How about adding rational fraction to Python?

Wed Feb 27 21:32:19 EST 2008

On Wed, 27 Feb 2008 17:07:37 -0800, Paul Rubin wrote:

> Steven D'Aprano <steve at REMOVE-THIS-cybersource.com.au> writes:
>> Oh come on. With a function named "mean" that calculates the sum of a
>> list of numbers and then divides by the number of items, what else
>> could it be?
> 
> You have a bunch of marbles you want to put into bins.  The division
> tells you how many marbles to put into each bin.  That would be an
> integer since you cannot cut up individual marbles.

(Actually you can. As a small child, one of my most precious possessions 
was a marble which had cracked into two halves.)

No, that doesn't follow, because you don't get the result you want if the 
number of marbles is entered as Decimals or floats. Maybe the data came 
from a marble-counting device that always returns floats.

You're expecting the function to magically know what you want to do with 
the result and return the right kind of answer, which is the wrong way to 
go about it. For example, there are situations where your data is given 
in integers, but the number you want is a float.

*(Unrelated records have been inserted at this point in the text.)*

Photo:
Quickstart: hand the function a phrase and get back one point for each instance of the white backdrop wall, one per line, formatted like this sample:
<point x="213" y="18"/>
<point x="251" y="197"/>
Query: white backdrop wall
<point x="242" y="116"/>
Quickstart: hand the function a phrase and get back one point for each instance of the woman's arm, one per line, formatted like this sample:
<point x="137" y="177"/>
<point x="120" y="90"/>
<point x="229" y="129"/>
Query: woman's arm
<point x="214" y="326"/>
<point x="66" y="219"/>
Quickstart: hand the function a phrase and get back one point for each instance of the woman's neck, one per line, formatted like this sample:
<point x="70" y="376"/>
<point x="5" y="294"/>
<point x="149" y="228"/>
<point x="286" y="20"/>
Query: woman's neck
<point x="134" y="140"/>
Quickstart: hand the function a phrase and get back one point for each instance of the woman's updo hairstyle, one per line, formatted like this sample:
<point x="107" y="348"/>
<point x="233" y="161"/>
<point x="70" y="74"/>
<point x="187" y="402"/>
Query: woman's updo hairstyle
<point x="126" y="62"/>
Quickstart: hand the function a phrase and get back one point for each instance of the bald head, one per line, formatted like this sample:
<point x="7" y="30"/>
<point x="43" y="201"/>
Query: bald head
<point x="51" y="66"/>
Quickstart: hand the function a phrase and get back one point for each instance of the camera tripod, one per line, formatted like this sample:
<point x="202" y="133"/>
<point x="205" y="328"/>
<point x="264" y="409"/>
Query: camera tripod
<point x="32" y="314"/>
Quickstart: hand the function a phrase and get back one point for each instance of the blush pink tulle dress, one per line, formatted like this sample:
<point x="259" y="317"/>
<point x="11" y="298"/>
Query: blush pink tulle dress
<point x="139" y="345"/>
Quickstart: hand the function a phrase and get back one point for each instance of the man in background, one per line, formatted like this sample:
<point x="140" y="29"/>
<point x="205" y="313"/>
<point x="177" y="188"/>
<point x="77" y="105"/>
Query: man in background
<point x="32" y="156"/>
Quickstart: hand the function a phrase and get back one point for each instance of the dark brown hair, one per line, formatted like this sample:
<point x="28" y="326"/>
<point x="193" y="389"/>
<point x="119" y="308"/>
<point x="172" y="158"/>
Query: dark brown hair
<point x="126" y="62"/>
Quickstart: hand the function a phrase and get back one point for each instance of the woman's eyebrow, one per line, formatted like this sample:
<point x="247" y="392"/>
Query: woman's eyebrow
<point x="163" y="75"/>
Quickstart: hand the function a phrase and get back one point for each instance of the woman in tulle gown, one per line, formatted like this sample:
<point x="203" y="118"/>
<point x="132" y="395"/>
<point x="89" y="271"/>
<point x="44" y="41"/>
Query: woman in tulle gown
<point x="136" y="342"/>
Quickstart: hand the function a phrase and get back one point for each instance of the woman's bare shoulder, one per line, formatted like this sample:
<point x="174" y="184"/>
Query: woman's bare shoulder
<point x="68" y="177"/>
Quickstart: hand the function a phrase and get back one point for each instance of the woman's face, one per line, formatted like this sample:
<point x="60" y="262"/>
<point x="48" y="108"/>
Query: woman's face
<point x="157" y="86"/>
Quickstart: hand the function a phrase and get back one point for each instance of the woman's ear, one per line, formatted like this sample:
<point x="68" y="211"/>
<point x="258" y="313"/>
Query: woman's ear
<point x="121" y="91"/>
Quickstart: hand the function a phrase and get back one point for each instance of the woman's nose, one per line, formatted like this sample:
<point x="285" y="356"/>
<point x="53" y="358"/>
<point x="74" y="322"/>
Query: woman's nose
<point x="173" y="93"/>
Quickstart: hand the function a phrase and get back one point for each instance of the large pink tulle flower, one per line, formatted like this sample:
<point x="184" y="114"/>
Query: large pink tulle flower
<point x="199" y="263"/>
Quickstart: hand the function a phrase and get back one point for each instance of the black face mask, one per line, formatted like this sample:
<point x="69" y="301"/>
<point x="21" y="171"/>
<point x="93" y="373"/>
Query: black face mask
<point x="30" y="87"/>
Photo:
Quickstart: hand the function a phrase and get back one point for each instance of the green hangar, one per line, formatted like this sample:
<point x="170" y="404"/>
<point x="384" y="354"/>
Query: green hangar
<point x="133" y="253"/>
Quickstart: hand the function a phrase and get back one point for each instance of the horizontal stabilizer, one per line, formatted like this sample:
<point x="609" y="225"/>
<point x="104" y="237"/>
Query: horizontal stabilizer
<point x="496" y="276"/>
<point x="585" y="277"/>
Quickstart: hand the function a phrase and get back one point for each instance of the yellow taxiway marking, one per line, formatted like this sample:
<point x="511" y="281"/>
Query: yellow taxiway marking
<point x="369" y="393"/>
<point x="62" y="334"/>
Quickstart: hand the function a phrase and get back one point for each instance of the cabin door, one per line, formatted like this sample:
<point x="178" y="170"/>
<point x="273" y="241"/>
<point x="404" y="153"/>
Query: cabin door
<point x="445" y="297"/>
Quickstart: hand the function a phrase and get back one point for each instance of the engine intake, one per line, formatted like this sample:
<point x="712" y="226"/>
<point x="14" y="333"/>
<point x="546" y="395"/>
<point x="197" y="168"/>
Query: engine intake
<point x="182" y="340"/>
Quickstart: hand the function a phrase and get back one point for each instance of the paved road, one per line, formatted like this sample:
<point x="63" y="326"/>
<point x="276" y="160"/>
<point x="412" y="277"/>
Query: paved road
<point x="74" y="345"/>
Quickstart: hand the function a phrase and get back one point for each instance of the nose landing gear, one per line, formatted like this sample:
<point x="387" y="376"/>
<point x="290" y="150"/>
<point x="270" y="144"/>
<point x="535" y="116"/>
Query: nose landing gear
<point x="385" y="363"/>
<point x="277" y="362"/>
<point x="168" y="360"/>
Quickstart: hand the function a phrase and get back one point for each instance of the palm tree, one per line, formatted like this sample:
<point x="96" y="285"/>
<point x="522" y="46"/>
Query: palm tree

# number of 20kg bags of flour per order
>>> data = [5, 7, 20, 2, 7, 6, 1, 37, 3]
>>> weights = [20*n for n in data]
>>> mean(weights)
195.55555555555554

If I was using a library that arbitrarily decided to round the mean 
weight per order to 195kg, I'd report that as a bug. Maybe I want the 
next highest integer, not lowest. Maybe I do care about that extra 5/9th 
of a kilo. It simply isn't acceptable for the function to try to guess 
what I'm going to do with the result.

>> You can always imagine corner cases where some programmer, somewhere,
>> has some bizarre need for a mean() function that truncates when given a
>> list of integers but not when given a list of floats.  Making that the
>> default makes life easy for the 0.1% corner cases and life harder for
>> the 99.9% of regular cases, which is far from the Python philosophy.
> 
> I think it's more important that a program never give a wrong answer,
> than save a few keystrokes.  So, that polymorphic mean function is a bit
> scary. It might be best to throw an error if the args are all integers.
> There is no definitely correct way to handle it so it's better to
> require explicit directions.

Of course there's a correct way to handle it. You write a function that 
returns the mathematical mean. And then, if you need special processing 
of that mean, (say) truncating if the numbers are all ints, or on 
Tuesdays, you do so afterwards:

x = mean(data)
if all(isinstance(n, int) for n in data) or today() == Tuesday:
    x = int(x)

I suppose that if your application is always going to truncate the mean 
you might be justified in writing an optimized function that does that. 
But don't call it "truncated_mean", because that has a specific meaning 
to statisticians that is not the same as what you're talking about.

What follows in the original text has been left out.